伺うような声が聞こえ、カウンターの中から視線を向ける。
水を流しながらグラスを潜らせ、ある程度溜まっては乾拭きをする、そんな作業の最中で──。
「あー……あー、悪いけど返ってきたばかりでなぁ。
手の込んだ物も、冷えた酒も出せないが、それでも良けりゃってとこだが。」
それでも良ければと、入店を促すのだろう。
グラスを洗うのを最低限に止めれば、目の前のカウンターを手で示し。
「そんなわけで、メニューらしいメニューもなくてね、
適当に飲みたい感じのを言ってくれりゃぁ、なんとかする。」
軽く肩を竦めながら、夜に出歩く魔術師も珍しいと少しばかり視線はその風体を眺める様に。
■アムリタ > 店主らしき男の言葉を聞くと、魔女は少しだけ肩の力を抜く。
完全に追い返されるわけではなさそうだ、と分かったから。
ましてや朝から殆ど食べ物を口にしていないのもあって、
断られたらと思えば飲食店周辺を練り歩く事になるからだ。
「ああ、そういう事なら。
良いのよ……手の込んだものじゃなくて大丈夫。
寧ろ寝る前になってしまうから、簡単なもので構わないわ。」
遠慮がちに笑みを浮かべながら、中へ足を踏み入れた。
路地裏の空気とは違って、店内の方が夜風が無い分暖かい。
今日は殆ど歩き回っていた事もあって、腰を落ち着けられるのは有難い。
カウンター席に促されれば、衣服の裾を軽く払ってスツールに座り込んだ。
「う~ん……スープとか、あるかしら。
そうじゃなければ、何かサンドした軽食でも。…あとは食前酒になるものくらい?」
言いながら彼のいる方へ眼差しを向ける。
傍らグラスに触れる手つき、内装の様子、手ずれを感じさせるテーブル等。
料理人というよりかは、長く店をしてきただろう様子が伺えた。
「急に押しかけてごめんなさいね。納品が忙しくってずっと食べてなかったのよ。」
■アードルフ > 彼女が店へと入った事で扉が閉まりカウベルがまたカラコロと音を奏でる。

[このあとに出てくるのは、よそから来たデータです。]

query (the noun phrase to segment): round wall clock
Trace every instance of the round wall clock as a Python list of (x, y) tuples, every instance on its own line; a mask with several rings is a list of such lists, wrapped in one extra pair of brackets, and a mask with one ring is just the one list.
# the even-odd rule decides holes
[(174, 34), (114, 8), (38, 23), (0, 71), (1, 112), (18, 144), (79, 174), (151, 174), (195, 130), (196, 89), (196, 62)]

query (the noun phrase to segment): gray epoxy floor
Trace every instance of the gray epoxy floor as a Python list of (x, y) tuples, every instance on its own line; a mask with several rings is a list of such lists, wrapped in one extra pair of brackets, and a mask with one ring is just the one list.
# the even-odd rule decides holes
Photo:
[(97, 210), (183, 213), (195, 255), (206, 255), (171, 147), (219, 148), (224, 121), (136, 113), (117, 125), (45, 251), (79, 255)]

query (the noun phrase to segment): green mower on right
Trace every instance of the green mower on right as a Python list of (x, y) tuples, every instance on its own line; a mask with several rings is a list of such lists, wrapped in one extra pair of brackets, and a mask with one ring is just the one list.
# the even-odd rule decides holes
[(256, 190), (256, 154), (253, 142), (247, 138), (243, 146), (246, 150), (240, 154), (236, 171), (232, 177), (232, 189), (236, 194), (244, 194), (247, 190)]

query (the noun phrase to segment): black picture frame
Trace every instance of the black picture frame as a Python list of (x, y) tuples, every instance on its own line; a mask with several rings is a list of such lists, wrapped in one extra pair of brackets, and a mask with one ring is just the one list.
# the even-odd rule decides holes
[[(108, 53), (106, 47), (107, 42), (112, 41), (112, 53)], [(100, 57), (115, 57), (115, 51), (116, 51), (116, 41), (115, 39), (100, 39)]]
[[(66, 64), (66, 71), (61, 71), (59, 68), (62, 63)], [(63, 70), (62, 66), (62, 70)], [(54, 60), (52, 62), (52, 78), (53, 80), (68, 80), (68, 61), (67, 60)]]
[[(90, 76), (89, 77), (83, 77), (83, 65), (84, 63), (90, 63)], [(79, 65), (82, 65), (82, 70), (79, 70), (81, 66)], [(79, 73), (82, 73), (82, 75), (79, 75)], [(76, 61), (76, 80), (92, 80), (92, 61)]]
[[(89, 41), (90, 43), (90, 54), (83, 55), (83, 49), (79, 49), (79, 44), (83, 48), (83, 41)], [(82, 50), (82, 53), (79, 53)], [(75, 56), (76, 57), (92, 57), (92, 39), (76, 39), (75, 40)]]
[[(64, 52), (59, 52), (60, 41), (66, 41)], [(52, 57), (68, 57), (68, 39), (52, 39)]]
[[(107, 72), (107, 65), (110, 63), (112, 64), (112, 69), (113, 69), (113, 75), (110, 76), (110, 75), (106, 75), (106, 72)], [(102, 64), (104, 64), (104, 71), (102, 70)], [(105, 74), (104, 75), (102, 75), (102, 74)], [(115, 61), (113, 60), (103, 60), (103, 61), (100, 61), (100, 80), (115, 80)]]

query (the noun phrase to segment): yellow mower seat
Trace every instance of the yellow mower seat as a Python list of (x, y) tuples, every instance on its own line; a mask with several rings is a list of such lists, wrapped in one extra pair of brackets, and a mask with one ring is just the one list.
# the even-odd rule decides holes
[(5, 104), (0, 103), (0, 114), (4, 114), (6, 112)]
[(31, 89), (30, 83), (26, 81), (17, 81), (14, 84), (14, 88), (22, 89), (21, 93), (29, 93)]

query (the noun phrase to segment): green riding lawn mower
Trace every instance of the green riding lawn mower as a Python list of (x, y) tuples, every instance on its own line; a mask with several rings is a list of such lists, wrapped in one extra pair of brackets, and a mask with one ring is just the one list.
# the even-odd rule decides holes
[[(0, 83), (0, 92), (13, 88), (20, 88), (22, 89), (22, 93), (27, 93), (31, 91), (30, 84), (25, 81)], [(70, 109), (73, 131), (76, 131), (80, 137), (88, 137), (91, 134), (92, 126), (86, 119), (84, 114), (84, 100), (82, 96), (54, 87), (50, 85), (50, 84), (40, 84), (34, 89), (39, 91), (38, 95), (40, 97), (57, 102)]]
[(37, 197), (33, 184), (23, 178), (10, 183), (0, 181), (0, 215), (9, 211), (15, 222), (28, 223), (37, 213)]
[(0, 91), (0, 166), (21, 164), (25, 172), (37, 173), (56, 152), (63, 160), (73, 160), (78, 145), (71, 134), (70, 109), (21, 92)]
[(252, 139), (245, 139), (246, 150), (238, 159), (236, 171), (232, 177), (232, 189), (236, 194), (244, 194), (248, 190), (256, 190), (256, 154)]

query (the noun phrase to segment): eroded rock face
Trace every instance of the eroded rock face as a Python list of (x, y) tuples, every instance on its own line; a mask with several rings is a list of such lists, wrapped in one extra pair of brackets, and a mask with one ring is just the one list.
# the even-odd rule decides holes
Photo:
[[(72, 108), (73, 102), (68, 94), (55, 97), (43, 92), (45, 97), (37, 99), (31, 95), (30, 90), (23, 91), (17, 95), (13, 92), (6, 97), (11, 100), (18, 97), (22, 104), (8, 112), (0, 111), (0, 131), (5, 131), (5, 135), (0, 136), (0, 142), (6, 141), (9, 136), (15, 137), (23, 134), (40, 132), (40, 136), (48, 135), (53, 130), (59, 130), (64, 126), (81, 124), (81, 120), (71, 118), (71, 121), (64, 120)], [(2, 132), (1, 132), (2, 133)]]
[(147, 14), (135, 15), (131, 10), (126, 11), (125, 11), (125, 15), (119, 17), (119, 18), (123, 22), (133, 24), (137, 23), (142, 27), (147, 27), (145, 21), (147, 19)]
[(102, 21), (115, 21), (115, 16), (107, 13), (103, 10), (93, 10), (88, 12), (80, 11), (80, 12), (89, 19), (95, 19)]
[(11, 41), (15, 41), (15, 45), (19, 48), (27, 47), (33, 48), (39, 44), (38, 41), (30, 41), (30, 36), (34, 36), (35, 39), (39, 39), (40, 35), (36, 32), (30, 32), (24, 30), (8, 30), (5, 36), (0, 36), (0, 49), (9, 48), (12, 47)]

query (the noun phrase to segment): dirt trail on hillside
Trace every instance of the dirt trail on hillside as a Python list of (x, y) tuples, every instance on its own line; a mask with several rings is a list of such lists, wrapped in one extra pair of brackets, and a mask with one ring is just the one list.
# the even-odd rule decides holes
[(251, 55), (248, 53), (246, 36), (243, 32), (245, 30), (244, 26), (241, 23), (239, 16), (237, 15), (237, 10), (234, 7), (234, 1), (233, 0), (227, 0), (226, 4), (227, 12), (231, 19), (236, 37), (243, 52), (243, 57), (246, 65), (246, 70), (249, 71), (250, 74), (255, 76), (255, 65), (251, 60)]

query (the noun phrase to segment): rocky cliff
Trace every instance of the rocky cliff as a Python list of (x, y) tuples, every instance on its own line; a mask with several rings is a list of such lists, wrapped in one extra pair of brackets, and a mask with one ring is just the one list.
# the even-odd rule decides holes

スツールへと腰を下ろした彼女からの注文に、暫く考え込んだのは長旅から戻ったが故に、本当に何も用意がないからで……。
カウンターの背に並ぶ酒を眺めながら暫く思案する様子を。
「そうなぁ、スープってのは難しいんだが……とりあえず。」
小さな鍋を取り出すと注ぐのは濃い赤色も鮮やかな葡萄酒。
そこへ香り付けの柑橘リキュールや香辛料を網に入れて、ゆっくりと火をかけてゆく。
立ち上る香りは、甘くもスパイスのパンチの効いたもの。
背嚢の中から硬パンを取り出してはスライスをし、野菜の酢漬けとチーズを挟んだサンドイッチを、手早く仕上げれば
「2杯目はもう少し真面なものを作るから、まぁこれで身体あっためてくれ。」
そう、寝る前と言う話であれば、ずっと食べていないとはいえ量は加減すべきだろうと、
少し薄く仕上げたサンドイッチとホットワインを目の前へと。
「なぁに、忙しい程仕事があるってのは羨ましい限りだ。
それに、まだ残る寒さにその恰好は辛いだろーに。魔術師ってのも因果なもんだね。」
知人にも居る魔術師は、魔術以外に頓着しない。それは服装も、食べ物もであったから幾分偏見が交じってはいるが。
それでも、魔装具等を売るならば格好も大事であることは理解できるので、ただただ労うように。